New York City Theater

"Sunset Boulevard"
Palace Theater

She sits in a director’s chair, regally dressed in the black and white shades of silent films. Workers and actors bustle about, paying her no attention, intent on rehearsing a DeMille Technicolor spectacle. “Miss Desmond, let’s get a look at you,” a grip suddenly calls from high up on a platform. Slowly, he turns his spotlight. A pool of white hugs the floor as it seeks Norma Desmond, the aging, faded star, back in the studio at last. As the spot finds her, other lights from above flood her with intensive, incandescent affection.

It’s a thrilling moment, at once recognizing a performer’s need for being in the light, for being recognized, for being loved, while dazzling her dreams as well as ours. The theater audience applauds, feeling in its collective bones that instant of approval. They, too, want that adulation. Barring that, they shower their love on Glenn Close who plays the voracious Norma Desmond in the revival of “Sunset Boulevard.”

Andrew Lloyd Webber’s stab at director Billy Wilder’s film masterpiece is a mixed bag. With serviceable lyrics by Don Black and Christopher Hampton, as well as the two men’s libretto that sticks closely to the film, this is more concert version than elaborately staged production. James Noone’s set pares down the original’s extravagance to a series of platforms, with film footage setting and bridging scenes.

Where Wilder’s film was gothic, bitter, ironic, ghoulishly amusing, even nasty, the musical lacks its biting claustrophobia. Stephen Sondheim once asked Wilder about musicalizing the movie, prompting Wilder to say it might work but only as an opera.

Enter Webber, always the composer most yearning to write an opera. For this showing, he has a lush 40-piece Met-size orchestra that sits on stage while actors scurry above and around. Conducted with fervor by Kristen Blodgette, the orchestra, with its dynamic climaxes, lulls listeners into thinking they’re hearing an enduring operatic score.

Except for the admittedly gorgeous “With One Look,” “As If We Never Said Goodbye” and one or two others, the score is filled with singsong recitative.
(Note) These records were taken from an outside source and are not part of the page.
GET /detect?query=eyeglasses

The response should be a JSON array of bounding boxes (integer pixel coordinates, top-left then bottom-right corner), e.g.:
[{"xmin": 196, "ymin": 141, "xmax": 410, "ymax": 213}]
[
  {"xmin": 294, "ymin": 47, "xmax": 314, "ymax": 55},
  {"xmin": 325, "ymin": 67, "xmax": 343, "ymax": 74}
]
Stephen Mear’s choreography is pedestrian, but director Lonny Price keeps things moving despite occasional missteps, like having two choristers run around with headlights in their hands, as if they were autos.

Yet none of that really matters since the show’s excuse and chief asset is Glenn Close as the fading star. She plays her as eccentric, egotistical and demanding but avoids making her into a gorgon. She may not be as exotic as Gloria Swanson was in the film (except for her magnificent costumes by Anthony Powell), but Close infuses Norma with old-fashioned womanly grace and hunger. Her voice is not what it was two decades ago, when she first did the role. But she knows how to command the stage, never relinquishing the spotlight. If she doesn’t rise to tragic size, she exudes pathos and sensuality. Just watch her grand gesture over the coffin of her deceased pet monkey.

Fred Johanson is superb as Max, her former husband and film director; his rendering of “The Greatest Star of All” is both creepy and pathetic. The strapping Michael Xavier as Joe Gillis, Norma’s gigolo, and the attractive Siobhan Dillon as Joe’s love, Betty, are rather bland.

But who can outglow Close’s Norma? Shrinking into oblivion, Norma’s private life is a mess. But when she – and the show -- come to life in the second act studio scene, you can believe her claim that “We taught the world new ways to dream.”